We need to add at least 100,000 jobs per month to the nation’s economy to keep pace with population growth, so it’s hard to get too excited about the data for October. From the Bureau of Labor Statistics:
Nonfarm payroll employment continued to trend up in October (+80,000),
and the unemployment rate was little changed at 9.0 percent, the U.S.
Bureau of Labor Statistics reported today. Employment in the private
sector rose, with modest job growth continuing in professional and
businesses services, leisure and hospitality, health care, and mining.
Government employment continued to trend down.
Most of the other employment measures that I look at were not significantly different from last month. And that’s probably good: we don’t seem to have a deteriorating employment picture, even if employment is not growing as we would like it to be.

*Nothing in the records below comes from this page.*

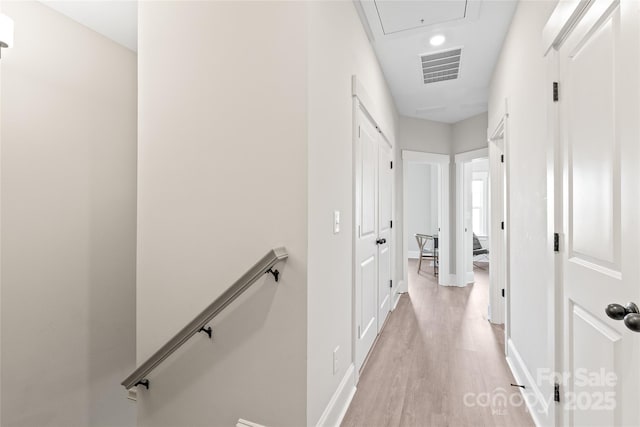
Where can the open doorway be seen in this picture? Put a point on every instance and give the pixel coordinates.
(473, 214)
(426, 215)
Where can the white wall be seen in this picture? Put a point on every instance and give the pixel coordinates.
(222, 179)
(68, 187)
(338, 48)
(422, 203)
(520, 79)
(470, 134)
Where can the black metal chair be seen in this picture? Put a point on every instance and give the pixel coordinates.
(428, 253)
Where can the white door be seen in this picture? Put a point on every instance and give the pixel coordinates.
(598, 122)
(366, 228)
(385, 180)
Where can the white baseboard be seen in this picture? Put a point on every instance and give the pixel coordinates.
(470, 278)
(340, 401)
(537, 405)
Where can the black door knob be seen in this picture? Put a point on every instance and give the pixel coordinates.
(629, 313)
(617, 312)
(632, 321)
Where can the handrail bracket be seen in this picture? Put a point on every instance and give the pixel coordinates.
(276, 273)
(208, 331)
(144, 382)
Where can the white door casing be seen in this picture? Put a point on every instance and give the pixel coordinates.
(385, 183)
(597, 46)
(498, 234)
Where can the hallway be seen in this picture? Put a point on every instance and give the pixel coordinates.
(438, 362)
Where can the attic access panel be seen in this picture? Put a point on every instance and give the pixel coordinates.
(396, 16)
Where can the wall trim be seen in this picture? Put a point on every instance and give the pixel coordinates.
(340, 401)
(537, 405)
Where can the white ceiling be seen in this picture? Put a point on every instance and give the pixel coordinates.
(114, 19)
(400, 33)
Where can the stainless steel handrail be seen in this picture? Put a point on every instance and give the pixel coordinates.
(263, 266)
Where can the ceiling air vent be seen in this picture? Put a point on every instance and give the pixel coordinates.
(441, 66)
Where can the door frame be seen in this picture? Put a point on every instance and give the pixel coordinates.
(499, 307)
(463, 248)
(362, 102)
(443, 161)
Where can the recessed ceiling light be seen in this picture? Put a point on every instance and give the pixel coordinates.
(437, 40)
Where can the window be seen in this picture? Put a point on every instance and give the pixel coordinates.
(480, 203)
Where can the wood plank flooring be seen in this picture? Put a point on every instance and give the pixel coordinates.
(438, 362)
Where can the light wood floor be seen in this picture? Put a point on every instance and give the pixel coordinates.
(438, 362)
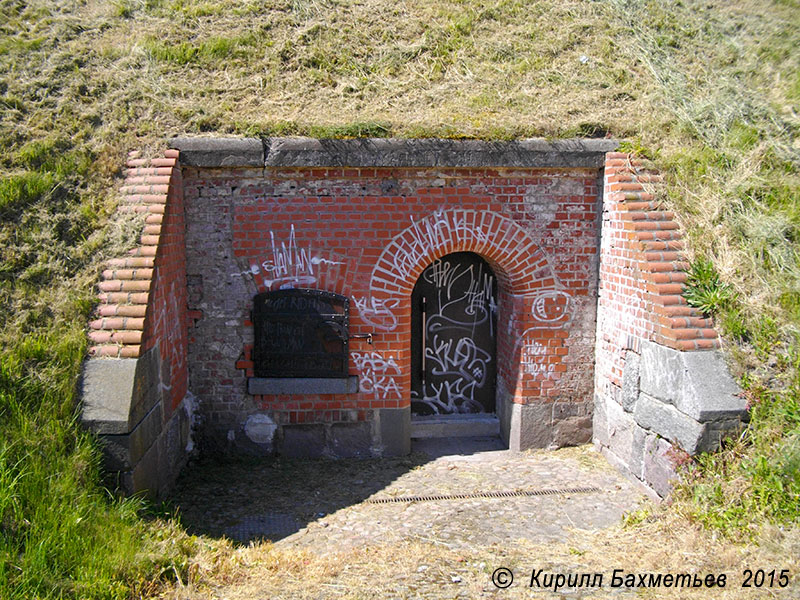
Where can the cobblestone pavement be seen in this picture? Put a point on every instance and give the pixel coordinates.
(321, 505)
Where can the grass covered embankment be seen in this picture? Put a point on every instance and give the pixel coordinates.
(708, 90)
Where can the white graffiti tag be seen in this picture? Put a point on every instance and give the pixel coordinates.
(534, 356)
(289, 264)
(378, 312)
(377, 374)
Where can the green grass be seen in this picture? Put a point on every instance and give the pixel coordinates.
(710, 91)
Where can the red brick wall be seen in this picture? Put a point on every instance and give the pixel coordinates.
(368, 233)
(642, 272)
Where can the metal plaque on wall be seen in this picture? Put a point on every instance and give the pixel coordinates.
(300, 333)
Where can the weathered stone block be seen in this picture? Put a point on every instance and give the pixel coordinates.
(572, 431)
(600, 421)
(658, 470)
(621, 427)
(667, 421)
(531, 426)
(696, 383)
(123, 452)
(630, 380)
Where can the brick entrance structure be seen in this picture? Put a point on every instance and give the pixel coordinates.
(363, 219)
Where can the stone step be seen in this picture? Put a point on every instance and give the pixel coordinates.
(444, 426)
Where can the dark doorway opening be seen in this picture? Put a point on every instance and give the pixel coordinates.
(453, 337)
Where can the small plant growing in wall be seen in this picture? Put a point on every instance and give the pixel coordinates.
(705, 290)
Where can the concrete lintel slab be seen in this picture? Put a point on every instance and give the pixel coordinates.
(391, 152)
(302, 385)
(219, 152)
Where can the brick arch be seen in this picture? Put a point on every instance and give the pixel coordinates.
(518, 261)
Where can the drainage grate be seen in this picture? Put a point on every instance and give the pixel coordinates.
(512, 494)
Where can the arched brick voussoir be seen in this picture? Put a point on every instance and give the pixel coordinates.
(508, 247)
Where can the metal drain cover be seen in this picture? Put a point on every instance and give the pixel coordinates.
(510, 494)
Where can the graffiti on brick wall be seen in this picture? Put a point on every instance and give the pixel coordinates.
(377, 374)
(550, 309)
(288, 263)
(534, 356)
(168, 327)
(378, 312)
(426, 238)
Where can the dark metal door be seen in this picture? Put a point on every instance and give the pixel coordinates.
(453, 344)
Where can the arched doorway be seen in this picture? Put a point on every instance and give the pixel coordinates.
(453, 337)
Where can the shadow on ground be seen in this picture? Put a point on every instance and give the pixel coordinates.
(272, 498)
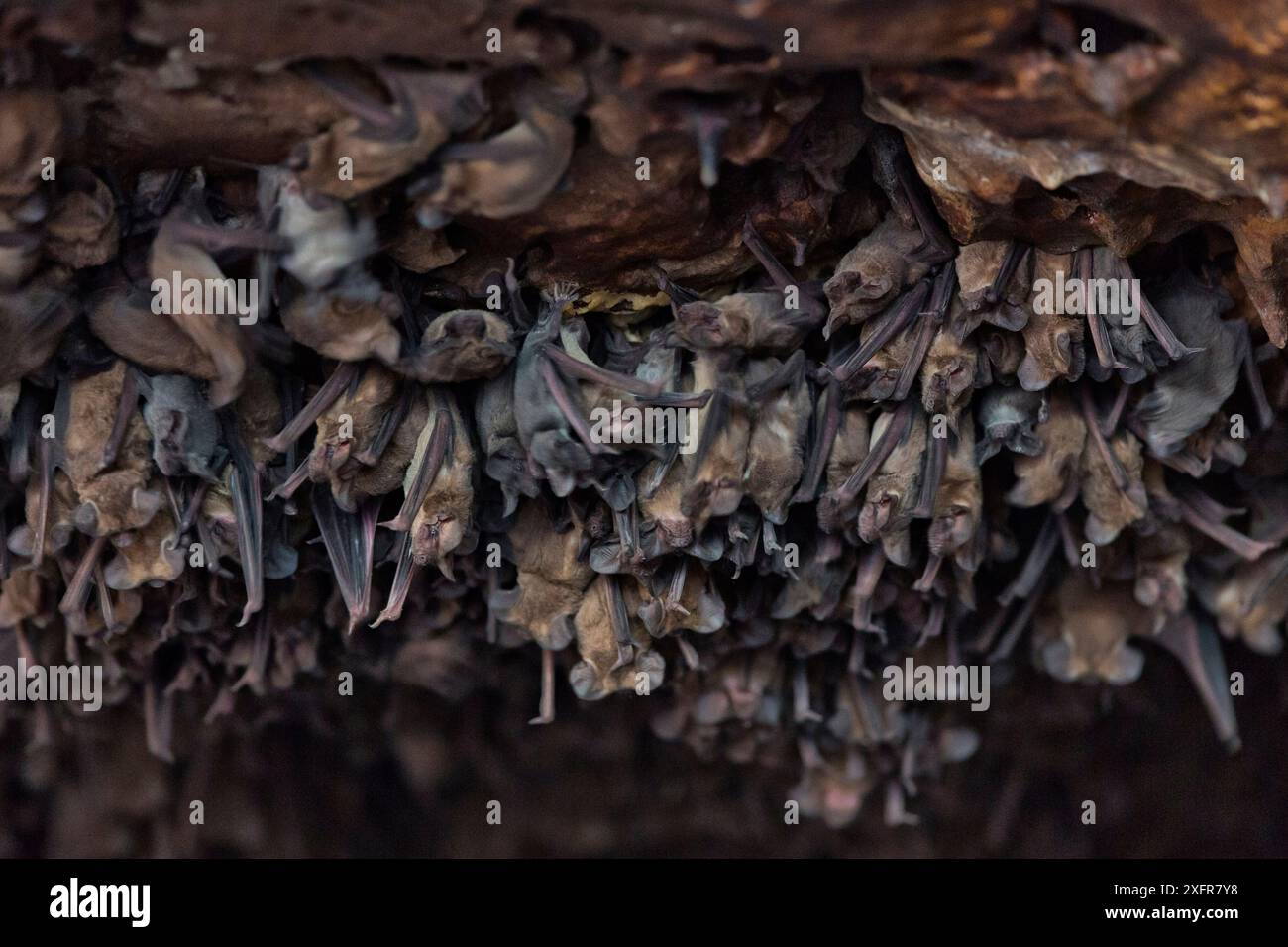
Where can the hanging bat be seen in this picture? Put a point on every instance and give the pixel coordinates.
(1010, 418)
(949, 373)
(349, 539)
(872, 274)
(776, 454)
(511, 171)
(958, 500)
(996, 278)
(1189, 392)
(1052, 342)
(323, 237)
(181, 247)
(713, 483)
(893, 491)
(686, 600)
(37, 315)
(552, 581)
(103, 423)
(147, 554)
(544, 408)
(351, 321)
(1249, 600)
(184, 429)
(1052, 474)
(606, 642)
(1113, 489)
(1160, 560)
(438, 508)
(505, 460)
(124, 321)
(384, 140)
(366, 437)
(460, 346)
(893, 171)
(1082, 633)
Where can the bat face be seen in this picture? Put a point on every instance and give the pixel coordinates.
(462, 346)
(552, 579)
(948, 375)
(151, 556)
(1083, 633)
(506, 174)
(606, 633)
(217, 335)
(382, 141)
(82, 227)
(351, 322)
(1160, 558)
(184, 431)
(1044, 476)
(542, 424)
(1250, 602)
(776, 453)
(1111, 508)
(1052, 342)
(115, 499)
(661, 508)
(876, 270)
(38, 315)
(1010, 418)
(446, 514)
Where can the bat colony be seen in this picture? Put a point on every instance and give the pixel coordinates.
(897, 454)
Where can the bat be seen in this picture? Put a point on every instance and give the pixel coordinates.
(776, 451)
(123, 318)
(871, 275)
(1194, 644)
(119, 497)
(438, 508)
(850, 361)
(713, 472)
(1052, 474)
(351, 321)
(892, 170)
(960, 500)
(349, 540)
(996, 274)
(181, 245)
(151, 554)
(511, 171)
(1010, 418)
(38, 315)
(887, 433)
(892, 493)
(1083, 633)
(1052, 342)
(544, 406)
(460, 346)
(366, 437)
(1112, 486)
(385, 140)
(1189, 392)
(184, 429)
(606, 643)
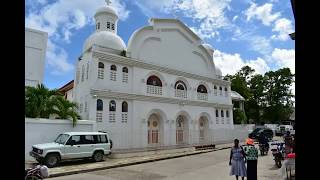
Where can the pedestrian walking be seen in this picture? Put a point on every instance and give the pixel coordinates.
(237, 161)
(252, 159)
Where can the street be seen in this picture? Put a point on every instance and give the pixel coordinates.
(207, 166)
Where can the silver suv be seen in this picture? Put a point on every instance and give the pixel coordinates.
(73, 145)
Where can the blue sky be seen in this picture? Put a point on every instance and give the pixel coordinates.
(242, 32)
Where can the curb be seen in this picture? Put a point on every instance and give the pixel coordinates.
(132, 163)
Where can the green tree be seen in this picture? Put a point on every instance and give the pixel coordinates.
(65, 109)
(239, 116)
(38, 101)
(278, 95)
(268, 97)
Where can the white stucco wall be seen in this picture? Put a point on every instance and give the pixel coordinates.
(39, 131)
(35, 50)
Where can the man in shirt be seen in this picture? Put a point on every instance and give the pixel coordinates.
(252, 159)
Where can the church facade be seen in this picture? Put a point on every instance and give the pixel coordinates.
(162, 89)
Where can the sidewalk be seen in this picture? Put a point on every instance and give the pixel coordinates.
(82, 166)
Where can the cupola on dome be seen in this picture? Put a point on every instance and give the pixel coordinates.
(106, 10)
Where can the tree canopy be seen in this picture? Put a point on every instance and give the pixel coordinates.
(40, 102)
(268, 97)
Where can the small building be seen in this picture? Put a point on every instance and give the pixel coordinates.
(35, 53)
(67, 90)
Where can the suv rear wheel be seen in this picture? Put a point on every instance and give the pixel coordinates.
(98, 156)
(52, 160)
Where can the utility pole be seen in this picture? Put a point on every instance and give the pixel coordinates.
(292, 35)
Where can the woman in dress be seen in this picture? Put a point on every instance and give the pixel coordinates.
(237, 161)
(252, 159)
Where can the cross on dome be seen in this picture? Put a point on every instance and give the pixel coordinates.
(108, 2)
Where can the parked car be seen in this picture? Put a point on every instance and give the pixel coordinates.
(73, 145)
(255, 133)
(282, 129)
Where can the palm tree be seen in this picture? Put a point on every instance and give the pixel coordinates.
(65, 109)
(38, 101)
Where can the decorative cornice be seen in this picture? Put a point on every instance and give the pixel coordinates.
(159, 99)
(97, 53)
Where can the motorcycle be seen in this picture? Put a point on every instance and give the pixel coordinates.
(263, 148)
(37, 173)
(278, 153)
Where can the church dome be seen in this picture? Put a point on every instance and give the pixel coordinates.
(105, 39)
(207, 46)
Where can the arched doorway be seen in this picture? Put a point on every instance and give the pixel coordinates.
(181, 130)
(154, 130)
(203, 128)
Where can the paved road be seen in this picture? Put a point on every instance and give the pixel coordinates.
(207, 166)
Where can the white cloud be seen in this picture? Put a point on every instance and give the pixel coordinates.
(263, 13)
(61, 19)
(256, 43)
(209, 13)
(234, 18)
(68, 14)
(232, 63)
(284, 58)
(284, 27)
(260, 44)
(57, 59)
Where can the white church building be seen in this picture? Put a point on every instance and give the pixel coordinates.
(161, 89)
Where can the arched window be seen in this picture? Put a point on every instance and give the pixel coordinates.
(124, 106)
(100, 65)
(215, 90)
(125, 69)
(112, 105)
(77, 76)
(124, 114)
(87, 77)
(154, 81)
(98, 25)
(125, 74)
(100, 70)
(113, 72)
(202, 89)
(82, 73)
(99, 105)
(180, 85)
(113, 67)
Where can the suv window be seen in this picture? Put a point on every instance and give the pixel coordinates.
(100, 138)
(87, 139)
(75, 138)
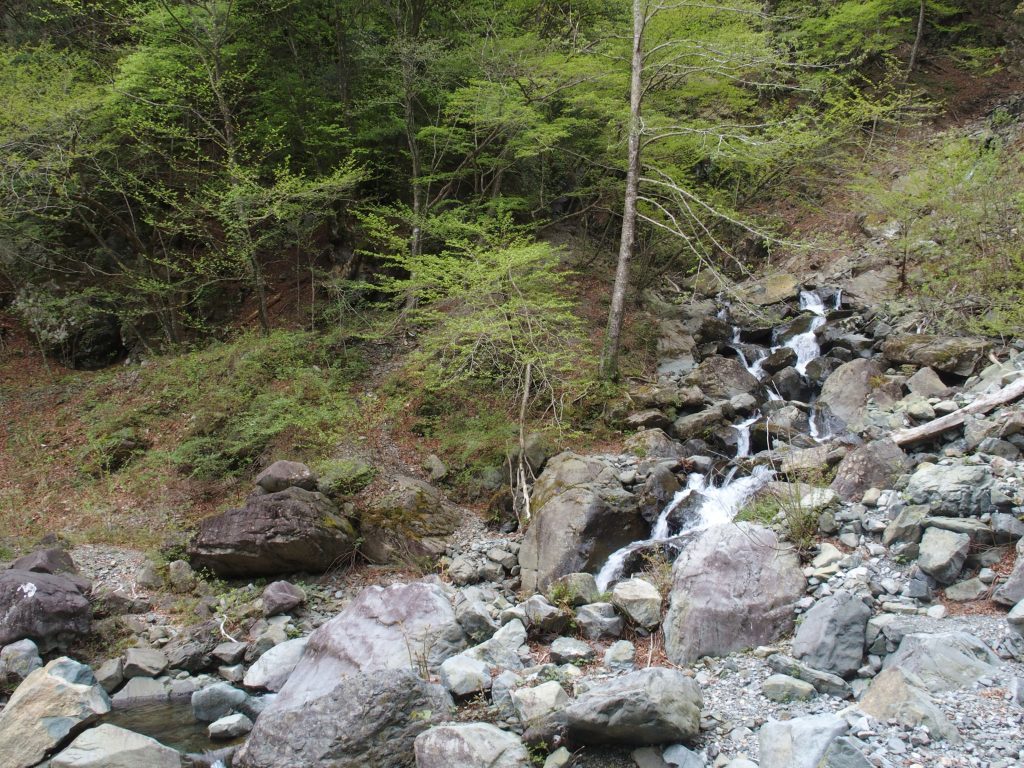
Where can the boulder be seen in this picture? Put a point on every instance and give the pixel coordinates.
(143, 663)
(406, 626)
(111, 747)
(273, 668)
(721, 378)
(46, 608)
(823, 682)
(875, 465)
(951, 354)
(463, 675)
(229, 726)
(217, 700)
(942, 554)
(281, 597)
(598, 620)
(832, 634)
(801, 742)
(51, 705)
(411, 519)
(535, 704)
(734, 587)
(349, 721)
(952, 491)
(639, 601)
(648, 707)
(52, 560)
(582, 514)
(784, 688)
(847, 389)
(282, 532)
(893, 694)
(284, 474)
(18, 659)
(469, 745)
(943, 662)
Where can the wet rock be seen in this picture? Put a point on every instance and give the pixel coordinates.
(48, 609)
(953, 354)
(50, 706)
(647, 707)
(832, 635)
(582, 514)
(639, 601)
(801, 742)
(285, 474)
(111, 747)
(229, 726)
(470, 745)
(346, 722)
(734, 587)
(282, 532)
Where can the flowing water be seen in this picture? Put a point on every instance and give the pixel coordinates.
(720, 504)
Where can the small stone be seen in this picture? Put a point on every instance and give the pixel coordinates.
(620, 655)
(569, 650)
(229, 726)
(784, 688)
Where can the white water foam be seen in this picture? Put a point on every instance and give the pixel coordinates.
(720, 507)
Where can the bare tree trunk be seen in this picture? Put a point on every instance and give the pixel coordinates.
(609, 356)
(916, 39)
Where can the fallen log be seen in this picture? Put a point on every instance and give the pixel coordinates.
(983, 404)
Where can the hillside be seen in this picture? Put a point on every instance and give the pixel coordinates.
(426, 384)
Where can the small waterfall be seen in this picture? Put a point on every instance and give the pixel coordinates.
(720, 506)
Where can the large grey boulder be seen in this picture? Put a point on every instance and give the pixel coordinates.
(801, 742)
(283, 532)
(953, 491)
(111, 747)
(647, 707)
(943, 553)
(734, 587)
(406, 626)
(832, 635)
(352, 721)
(875, 465)
(50, 706)
(943, 662)
(847, 389)
(895, 694)
(953, 354)
(582, 514)
(48, 609)
(470, 745)
(273, 668)
(285, 474)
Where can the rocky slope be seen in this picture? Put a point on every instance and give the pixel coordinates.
(780, 571)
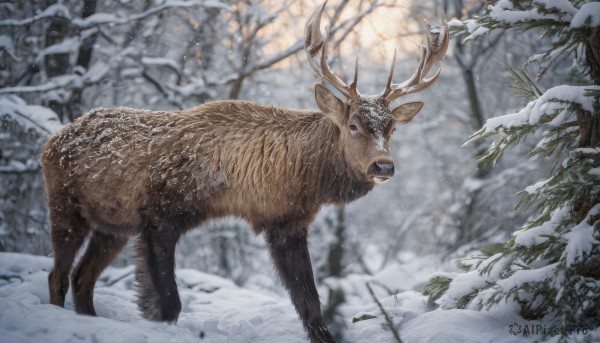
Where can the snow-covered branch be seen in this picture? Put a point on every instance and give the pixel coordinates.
(98, 19)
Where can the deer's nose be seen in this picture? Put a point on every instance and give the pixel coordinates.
(384, 168)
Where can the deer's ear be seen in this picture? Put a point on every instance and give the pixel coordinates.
(329, 104)
(405, 112)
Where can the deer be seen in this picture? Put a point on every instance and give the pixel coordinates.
(115, 173)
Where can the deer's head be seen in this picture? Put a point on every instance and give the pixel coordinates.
(366, 123)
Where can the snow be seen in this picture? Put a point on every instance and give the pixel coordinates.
(550, 102)
(589, 11)
(216, 310)
(8, 46)
(30, 116)
(580, 240)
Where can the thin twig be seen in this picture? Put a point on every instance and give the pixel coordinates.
(389, 321)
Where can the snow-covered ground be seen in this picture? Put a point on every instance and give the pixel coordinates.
(216, 310)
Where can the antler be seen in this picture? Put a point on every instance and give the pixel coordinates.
(433, 51)
(315, 43)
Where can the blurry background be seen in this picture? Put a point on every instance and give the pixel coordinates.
(59, 59)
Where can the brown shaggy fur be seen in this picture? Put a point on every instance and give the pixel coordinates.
(119, 172)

The best news in the release is the sharp decline in discouraged workers from a year ago:
Among the marginally attached, there were 967,000 discouraged workers
in October, a decrease of 252,000 from a year earlier. (The data are
not seasonally adjusted.) Discouraged workers are persons not
currently looking for work because they believe no jobs are available
for them. The remaining 1.6 million persons marginally attached to the
labor force in October had not searched for work in the 4 weeks
preceding the survey for reasons such as school attendance or family
That helped bring U-6 unemployment down to 16.2% seasonally adjusted from 16.5% in September. That’s a good bit of data, but the rate was also 16.2% in September. U-6 unemployment is the number of unemployed, “plus all persons marginally attached to the labor force, plus total employed part time for economic reasons, as a percent of the civilian labor force plus all persons marginally attached to the labor force.”